The Alba Chronicles
Neville Howarth
Sun 11 Feb 2018 07:49



22:28S  07:10E


So far we've done 500 miles with 835 miles to go to St Helena. We did 158 miles in the last 24 hours.  We have 90% cloud cover and 10-12 knot SSE winds.  We’re sailing at wing-on-wing doing 5 knots with a 2 metre swell.  Here's what we did yesterday and overnight.


10 February 2018   Namibia to St Helena (Day 4)

There was much more cloud around in the morning, but the wind remained at SSE 15-22 - it was great sailing, but we were rolling madly.  The weather forecast is for these winds to remain for 24 hours and then to drop slightly.  It looks like 10-18 knot winds for the next three days, so we should make good progress. 
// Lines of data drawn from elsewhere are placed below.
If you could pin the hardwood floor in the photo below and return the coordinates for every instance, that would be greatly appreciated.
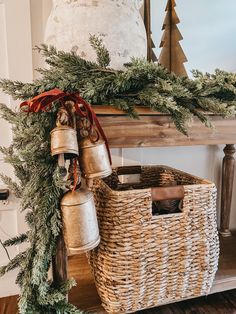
(221, 303)
(86, 298)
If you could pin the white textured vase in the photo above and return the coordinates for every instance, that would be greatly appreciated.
(118, 22)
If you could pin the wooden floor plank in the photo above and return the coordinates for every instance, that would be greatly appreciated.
(85, 295)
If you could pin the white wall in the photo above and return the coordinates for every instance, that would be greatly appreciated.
(22, 25)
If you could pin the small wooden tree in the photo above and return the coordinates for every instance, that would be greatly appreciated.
(172, 55)
(147, 21)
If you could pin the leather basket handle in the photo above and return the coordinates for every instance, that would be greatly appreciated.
(129, 170)
(168, 193)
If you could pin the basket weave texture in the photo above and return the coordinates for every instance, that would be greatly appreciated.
(143, 260)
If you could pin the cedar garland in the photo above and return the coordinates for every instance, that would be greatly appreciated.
(40, 181)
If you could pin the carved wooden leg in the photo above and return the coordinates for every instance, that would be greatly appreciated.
(59, 263)
(227, 188)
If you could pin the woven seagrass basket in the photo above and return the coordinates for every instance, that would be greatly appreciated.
(144, 260)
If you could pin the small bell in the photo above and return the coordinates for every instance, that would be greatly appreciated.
(80, 226)
(94, 159)
(64, 141)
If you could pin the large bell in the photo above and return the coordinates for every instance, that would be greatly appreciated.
(94, 159)
(64, 141)
(80, 226)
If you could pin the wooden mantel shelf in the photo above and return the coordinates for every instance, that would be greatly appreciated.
(157, 130)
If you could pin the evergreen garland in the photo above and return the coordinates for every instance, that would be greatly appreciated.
(39, 188)
(140, 83)
(39, 178)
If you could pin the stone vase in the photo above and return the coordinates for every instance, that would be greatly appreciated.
(117, 22)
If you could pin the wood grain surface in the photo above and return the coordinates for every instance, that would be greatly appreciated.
(158, 130)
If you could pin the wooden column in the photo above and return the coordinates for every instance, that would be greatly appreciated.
(227, 188)
(59, 263)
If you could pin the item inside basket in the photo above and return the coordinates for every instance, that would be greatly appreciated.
(165, 179)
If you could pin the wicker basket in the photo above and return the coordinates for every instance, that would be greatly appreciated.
(143, 260)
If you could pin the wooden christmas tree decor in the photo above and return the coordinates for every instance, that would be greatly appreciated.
(172, 55)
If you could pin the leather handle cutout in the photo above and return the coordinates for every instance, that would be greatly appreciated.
(168, 193)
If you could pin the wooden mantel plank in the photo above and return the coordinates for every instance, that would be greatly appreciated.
(159, 131)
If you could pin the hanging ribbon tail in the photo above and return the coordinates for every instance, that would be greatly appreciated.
(43, 102)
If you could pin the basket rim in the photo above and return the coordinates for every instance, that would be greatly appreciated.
(204, 182)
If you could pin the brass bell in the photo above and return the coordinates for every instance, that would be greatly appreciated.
(64, 141)
(80, 226)
(94, 159)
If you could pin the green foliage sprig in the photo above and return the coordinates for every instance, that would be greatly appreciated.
(139, 83)
(40, 195)
(39, 182)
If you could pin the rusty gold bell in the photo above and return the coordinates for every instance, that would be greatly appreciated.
(80, 226)
(64, 141)
(94, 159)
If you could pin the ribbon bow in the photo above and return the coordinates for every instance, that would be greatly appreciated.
(44, 102)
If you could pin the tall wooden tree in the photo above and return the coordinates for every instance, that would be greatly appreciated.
(172, 55)
(147, 21)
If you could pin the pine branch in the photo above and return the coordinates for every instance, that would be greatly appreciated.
(16, 240)
(103, 58)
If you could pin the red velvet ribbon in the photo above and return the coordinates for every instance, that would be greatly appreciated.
(44, 102)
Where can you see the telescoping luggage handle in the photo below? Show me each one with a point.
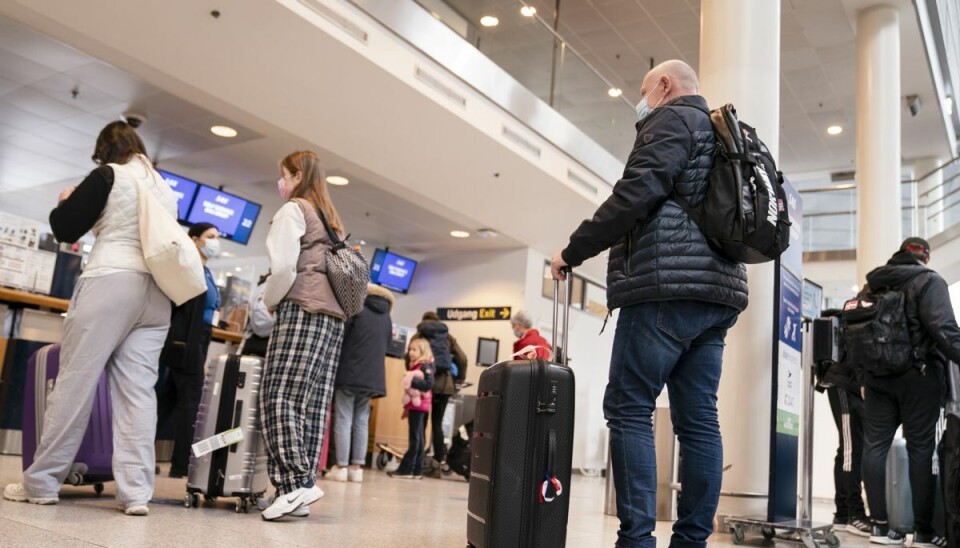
(560, 352)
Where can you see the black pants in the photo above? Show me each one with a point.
(178, 400)
(848, 416)
(412, 462)
(437, 410)
(913, 400)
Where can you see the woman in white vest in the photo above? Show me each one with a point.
(304, 348)
(118, 319)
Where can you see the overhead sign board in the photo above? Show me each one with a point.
(474, 314)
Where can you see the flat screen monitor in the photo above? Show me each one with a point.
(812, 303)
(487, 351)
(392, 271)
(184, 188)
(233, 215)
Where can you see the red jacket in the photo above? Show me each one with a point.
(533, 338)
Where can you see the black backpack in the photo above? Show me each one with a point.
(744, 216)
(875, 333)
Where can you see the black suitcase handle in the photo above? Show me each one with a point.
(560, 352)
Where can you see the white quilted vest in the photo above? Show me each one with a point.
(117, 247)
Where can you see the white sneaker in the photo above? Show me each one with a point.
(135, 510)
(337, 474)
(16, 493)
(284, 505)
(302, 512)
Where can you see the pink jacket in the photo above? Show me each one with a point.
(424, 385)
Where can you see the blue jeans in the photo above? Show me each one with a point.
(678, 344)
(352, 412)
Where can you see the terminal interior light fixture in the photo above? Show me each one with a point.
(223, 131)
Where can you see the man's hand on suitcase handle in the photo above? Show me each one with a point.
(559, 268)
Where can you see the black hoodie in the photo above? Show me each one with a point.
(365, 341)
(933, 327)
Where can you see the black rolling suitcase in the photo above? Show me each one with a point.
(522, 448)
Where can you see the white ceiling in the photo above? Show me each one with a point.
(621, 38)
(47, 138)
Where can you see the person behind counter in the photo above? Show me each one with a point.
(261, 323)
(185, 353)
(118, 320)
(304, 348)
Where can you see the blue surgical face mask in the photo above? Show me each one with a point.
(643, 107)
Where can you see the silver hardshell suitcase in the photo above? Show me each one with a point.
(230, 401)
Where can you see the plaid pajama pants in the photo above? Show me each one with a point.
(301, 365)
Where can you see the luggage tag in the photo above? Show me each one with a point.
(217, 441)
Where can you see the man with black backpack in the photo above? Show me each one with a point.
(678, 297)
(901, 331)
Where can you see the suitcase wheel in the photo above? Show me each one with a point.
(191, 500)
(737, 533)
(382, 459)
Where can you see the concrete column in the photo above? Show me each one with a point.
(878, 137)
(743, 68)
(930, 196)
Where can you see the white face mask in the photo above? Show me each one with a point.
(211, 248)
(643, 107)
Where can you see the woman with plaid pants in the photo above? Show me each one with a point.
(304, 348)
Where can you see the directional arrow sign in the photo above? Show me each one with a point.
(487, 313)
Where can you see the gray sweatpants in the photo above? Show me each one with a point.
(118, 322)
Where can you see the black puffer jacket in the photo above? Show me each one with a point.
(439, 336)
(365, 341)
(657, 253)
(933, 327)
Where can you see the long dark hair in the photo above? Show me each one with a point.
(118, 143)
(313, 185)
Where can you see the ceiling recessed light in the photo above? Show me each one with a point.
(223, 131)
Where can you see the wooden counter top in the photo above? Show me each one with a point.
(15, 296)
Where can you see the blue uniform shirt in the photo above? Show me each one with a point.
(213, 297)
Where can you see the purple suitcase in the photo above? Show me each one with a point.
(93, 463)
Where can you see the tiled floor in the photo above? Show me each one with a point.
(380, 512)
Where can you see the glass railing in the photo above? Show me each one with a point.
(527, 49)
(930, 205)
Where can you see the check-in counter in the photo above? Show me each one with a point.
(30, 321)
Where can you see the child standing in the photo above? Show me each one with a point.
(421, 361)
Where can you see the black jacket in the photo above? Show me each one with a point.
(365, 345)
(188, 338)
(657, 253)
(933, 327)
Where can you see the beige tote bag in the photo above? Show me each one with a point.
(170, 254)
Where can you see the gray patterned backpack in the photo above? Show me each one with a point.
(347, 271)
The sea temperature has risen by another couple of degrees to 18.5°C - the water is definitely getting more Tropical because we started to see Flying Fish today.
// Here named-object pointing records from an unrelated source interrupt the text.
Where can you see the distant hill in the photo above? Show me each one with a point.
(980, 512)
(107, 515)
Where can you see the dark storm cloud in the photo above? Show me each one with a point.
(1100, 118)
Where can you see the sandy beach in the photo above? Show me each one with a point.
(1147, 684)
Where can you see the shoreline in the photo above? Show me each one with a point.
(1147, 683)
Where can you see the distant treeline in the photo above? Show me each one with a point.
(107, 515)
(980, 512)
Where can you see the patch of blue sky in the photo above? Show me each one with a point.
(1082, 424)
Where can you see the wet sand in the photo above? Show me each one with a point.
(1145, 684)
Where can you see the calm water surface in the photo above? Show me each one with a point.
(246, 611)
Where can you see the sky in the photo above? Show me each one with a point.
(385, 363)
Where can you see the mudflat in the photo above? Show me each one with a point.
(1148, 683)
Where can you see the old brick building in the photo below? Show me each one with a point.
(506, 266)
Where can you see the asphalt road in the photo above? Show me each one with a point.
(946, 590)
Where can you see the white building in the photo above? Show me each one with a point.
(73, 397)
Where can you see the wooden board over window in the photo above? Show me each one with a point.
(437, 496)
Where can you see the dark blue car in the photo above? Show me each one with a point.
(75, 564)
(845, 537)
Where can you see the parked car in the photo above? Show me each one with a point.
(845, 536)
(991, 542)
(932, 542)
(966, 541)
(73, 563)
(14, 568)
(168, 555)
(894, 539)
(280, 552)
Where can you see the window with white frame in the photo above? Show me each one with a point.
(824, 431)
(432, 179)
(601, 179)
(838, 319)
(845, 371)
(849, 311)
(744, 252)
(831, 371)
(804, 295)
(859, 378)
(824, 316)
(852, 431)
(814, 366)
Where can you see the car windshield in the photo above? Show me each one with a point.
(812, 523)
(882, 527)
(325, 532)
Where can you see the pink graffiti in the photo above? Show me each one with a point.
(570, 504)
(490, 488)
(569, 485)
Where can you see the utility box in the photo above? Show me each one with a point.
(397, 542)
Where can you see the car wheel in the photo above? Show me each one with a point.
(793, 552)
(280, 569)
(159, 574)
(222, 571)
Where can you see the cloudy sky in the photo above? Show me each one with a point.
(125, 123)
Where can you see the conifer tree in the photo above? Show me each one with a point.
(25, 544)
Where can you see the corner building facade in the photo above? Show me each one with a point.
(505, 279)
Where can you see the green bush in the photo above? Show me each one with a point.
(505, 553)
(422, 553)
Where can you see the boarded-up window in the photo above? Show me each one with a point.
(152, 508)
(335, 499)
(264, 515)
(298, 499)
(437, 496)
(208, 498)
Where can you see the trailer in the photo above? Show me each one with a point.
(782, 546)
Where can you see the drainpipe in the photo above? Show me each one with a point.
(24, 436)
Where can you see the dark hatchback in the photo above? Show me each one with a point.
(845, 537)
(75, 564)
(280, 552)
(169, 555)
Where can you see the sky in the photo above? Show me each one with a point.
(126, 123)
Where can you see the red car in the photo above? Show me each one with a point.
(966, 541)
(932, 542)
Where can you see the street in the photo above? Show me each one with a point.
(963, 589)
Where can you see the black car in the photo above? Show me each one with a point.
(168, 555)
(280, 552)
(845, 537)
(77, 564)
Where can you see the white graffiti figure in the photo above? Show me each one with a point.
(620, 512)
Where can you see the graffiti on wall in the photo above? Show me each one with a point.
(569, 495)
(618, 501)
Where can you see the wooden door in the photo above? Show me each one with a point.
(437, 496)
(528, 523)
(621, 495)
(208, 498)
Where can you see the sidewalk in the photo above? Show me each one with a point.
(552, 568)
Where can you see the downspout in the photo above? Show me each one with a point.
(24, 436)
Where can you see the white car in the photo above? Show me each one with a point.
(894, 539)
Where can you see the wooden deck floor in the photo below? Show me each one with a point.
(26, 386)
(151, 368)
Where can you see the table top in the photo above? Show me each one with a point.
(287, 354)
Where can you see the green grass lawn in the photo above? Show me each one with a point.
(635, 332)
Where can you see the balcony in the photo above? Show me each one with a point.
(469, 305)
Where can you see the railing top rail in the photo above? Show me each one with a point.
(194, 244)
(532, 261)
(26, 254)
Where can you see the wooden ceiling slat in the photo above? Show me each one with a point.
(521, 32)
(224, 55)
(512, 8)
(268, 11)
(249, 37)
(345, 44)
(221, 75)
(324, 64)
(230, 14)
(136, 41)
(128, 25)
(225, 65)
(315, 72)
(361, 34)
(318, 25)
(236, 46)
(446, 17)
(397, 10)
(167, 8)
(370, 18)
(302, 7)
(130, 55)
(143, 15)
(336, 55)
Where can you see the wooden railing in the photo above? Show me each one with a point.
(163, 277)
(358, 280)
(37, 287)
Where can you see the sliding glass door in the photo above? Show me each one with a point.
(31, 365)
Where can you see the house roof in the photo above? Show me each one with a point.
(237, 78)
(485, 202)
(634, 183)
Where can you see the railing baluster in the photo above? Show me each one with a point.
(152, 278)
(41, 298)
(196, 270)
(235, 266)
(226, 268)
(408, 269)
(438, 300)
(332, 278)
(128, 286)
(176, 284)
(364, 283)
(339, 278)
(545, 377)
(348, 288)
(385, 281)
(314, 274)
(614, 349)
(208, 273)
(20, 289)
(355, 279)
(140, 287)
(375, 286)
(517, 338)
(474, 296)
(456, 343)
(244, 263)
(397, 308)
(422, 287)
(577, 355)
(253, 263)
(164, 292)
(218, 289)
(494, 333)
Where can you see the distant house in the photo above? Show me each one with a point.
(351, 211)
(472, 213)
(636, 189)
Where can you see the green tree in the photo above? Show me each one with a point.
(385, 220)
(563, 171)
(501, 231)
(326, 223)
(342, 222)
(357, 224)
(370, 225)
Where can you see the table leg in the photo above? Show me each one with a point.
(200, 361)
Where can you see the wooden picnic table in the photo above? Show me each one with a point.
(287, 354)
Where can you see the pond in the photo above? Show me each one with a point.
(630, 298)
We received a few emails from family via our satellite phone – it’s great to know that we’re so easily in touch with people ashore.  Our son Craig, asked me for some advice on investing some savings that he’s accumulated – it seemed very surreal to be writing to him about UK tax, Pensions and ISAs when we’re in the middle of the South Atlantic Ocean.
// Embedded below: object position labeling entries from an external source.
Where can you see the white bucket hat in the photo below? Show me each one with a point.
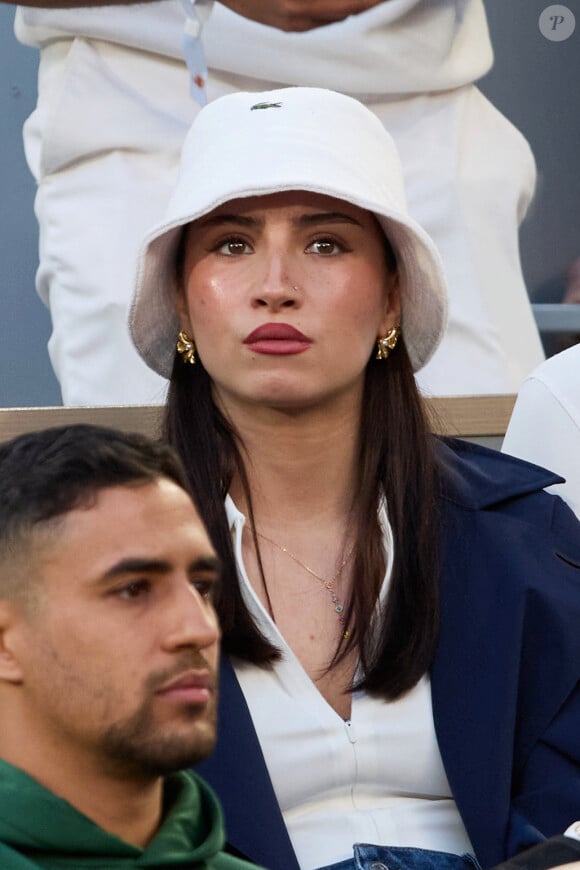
(248, 144)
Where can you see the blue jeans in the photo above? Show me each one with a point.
(368, 857)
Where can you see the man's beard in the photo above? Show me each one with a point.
(141, 747)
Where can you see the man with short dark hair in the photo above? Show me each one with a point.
(108, 657)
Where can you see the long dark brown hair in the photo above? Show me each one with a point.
(396, 461)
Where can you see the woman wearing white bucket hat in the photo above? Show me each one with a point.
(366, 718)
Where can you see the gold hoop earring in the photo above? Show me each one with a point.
(186, 348)
(388, 343)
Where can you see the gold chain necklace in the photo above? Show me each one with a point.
(328, 584)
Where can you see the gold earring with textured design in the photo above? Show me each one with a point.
(186, 348)
(388, 343)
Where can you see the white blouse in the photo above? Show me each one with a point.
(377, 778)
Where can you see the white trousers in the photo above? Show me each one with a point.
(104, 146)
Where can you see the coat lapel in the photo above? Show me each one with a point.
(237, 772)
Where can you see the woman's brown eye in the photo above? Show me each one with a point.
(324, 246)
(236, 247)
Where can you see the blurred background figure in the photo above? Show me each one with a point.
(545, 424)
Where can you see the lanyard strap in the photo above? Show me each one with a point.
(197, 12)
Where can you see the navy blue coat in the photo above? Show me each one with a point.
(505, 680)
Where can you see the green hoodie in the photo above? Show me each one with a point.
(39, 829)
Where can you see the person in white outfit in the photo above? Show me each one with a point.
(113, 110)
(545, 424)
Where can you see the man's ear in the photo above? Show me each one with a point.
(10, 622)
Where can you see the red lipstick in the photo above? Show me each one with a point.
(277, 339)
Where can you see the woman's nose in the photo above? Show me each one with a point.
(278, 286)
The SSE 15-25 knot winds stayed with us all day – at times we were surfing at 8 knots.  In the late afternoon, we skirted around a huge submerged mountain called Ewing Seamount, which rises from the sea bed at 4,500 metres up to a peak at 850 metres.  Although there was no danger of hitting it, we were a little wary of encountering confused seas and large waves where the prevailing north-west-setting Buenguela current is deflected up the steep slopes.


Before dinner, I chatted to Stefan from “Sabir” on the SSB radio.  They left 24 hours before us and had a very bouncy start to their passage with big 3 metre seas – totally different to our rather calm start.  They’re north of our rhumb line and only 40 miles ahead of us, so we’re slowly catching them up.


At sunset, I rolled away the mainsail and we ran down-wind with just the genoa poled out to port.  It was a dark, rolly night, with no surprises, apart from two Flying Fish who flew onto our deck.  I managed to grab both of the smelly beasts and return them to the sea while they were still alive.